Today is Halloween so I thought I'd look at the tradition from a linguistic point of view. Halloween is sometimes spelt Hallowe'en, the apostrophe standing for a missing 'v', where 'even' means 'eve'. It's a shortened form of All-Hallow-Even, and can also be called the Eve of All Hallows. Hallow means holy person or saint.
31 October was an important date in pre-Christian Celtic culture as it was the end of the harvest and the end of the year. The festival celebrated on the date was known as Samhain ('mh' is pronounced 'w') and the Celts believed that the souls of the dead came back to visit their old homes and families on that night.

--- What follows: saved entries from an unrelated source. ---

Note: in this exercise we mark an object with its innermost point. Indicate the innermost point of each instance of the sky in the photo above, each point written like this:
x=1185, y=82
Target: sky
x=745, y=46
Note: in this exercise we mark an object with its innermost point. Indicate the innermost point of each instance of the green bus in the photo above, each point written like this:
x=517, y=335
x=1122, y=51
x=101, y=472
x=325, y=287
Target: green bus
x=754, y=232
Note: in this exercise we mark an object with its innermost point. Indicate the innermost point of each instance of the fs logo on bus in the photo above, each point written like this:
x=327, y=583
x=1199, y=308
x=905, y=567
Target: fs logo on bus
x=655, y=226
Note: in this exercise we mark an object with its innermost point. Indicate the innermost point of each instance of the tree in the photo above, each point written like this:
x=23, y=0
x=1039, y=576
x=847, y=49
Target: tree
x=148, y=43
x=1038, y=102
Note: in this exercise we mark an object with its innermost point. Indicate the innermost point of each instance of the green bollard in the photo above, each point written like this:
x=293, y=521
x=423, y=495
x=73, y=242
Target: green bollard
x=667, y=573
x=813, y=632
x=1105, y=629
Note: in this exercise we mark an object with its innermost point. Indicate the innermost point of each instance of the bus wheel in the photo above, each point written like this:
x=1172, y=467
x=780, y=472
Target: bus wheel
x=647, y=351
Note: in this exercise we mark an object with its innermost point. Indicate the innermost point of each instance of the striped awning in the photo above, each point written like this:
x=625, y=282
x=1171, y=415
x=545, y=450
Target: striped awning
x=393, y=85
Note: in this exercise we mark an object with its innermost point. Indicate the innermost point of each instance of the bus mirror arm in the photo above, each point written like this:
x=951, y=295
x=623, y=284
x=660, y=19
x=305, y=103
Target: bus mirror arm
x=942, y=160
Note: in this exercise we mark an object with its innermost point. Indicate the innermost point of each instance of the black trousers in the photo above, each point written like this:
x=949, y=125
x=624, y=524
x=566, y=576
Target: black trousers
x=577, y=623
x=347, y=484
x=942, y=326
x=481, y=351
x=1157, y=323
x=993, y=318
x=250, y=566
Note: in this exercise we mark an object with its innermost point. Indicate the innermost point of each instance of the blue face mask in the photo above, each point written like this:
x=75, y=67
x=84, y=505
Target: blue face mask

In the 9th century the Christian Church transformed the old pagan festival, which honoured all dead, to a festival honouring only the blessed or hallowed dead. 1 November, the start of the new year, was known as All Hallows' Day, Hallowday or All-hallomas. Shakespeare has Allhallowmas. The Church introduced the alternative name All Saints' Day to cement the Christian connection.
Today's Halloween traditions owe more to Hollywood and the marketing industry than to Celtic culture. Here in the UK we complain about the americanisation of Halloween, but it was Irish immigrants who took the festival of Halloween to the United States in the first place. In Ireland they used to carve out turnips and put a candle inside in memory of 'Stingy Jack' a drunken old farmer who tricked the devil and was then condemned to wander the earth for the rest of his days accompanied by a single candle. Pumpkins were more readily available in North America so Jack-o'-lanterns are these days more likely to be carved out of pumpkins.
The expression 'trick or treating' goes back only to the 1930s (in the US, that is - it's more recent in the UK; the OED's first British citation is 1982). The activity itself goes back much further - to the old practice of 'souling' where people would go from door to door to solicit specially baked 'soul-cakes'. This activity continued into the early 20th century in parts of northern England and in Scotland, where it is known as guising.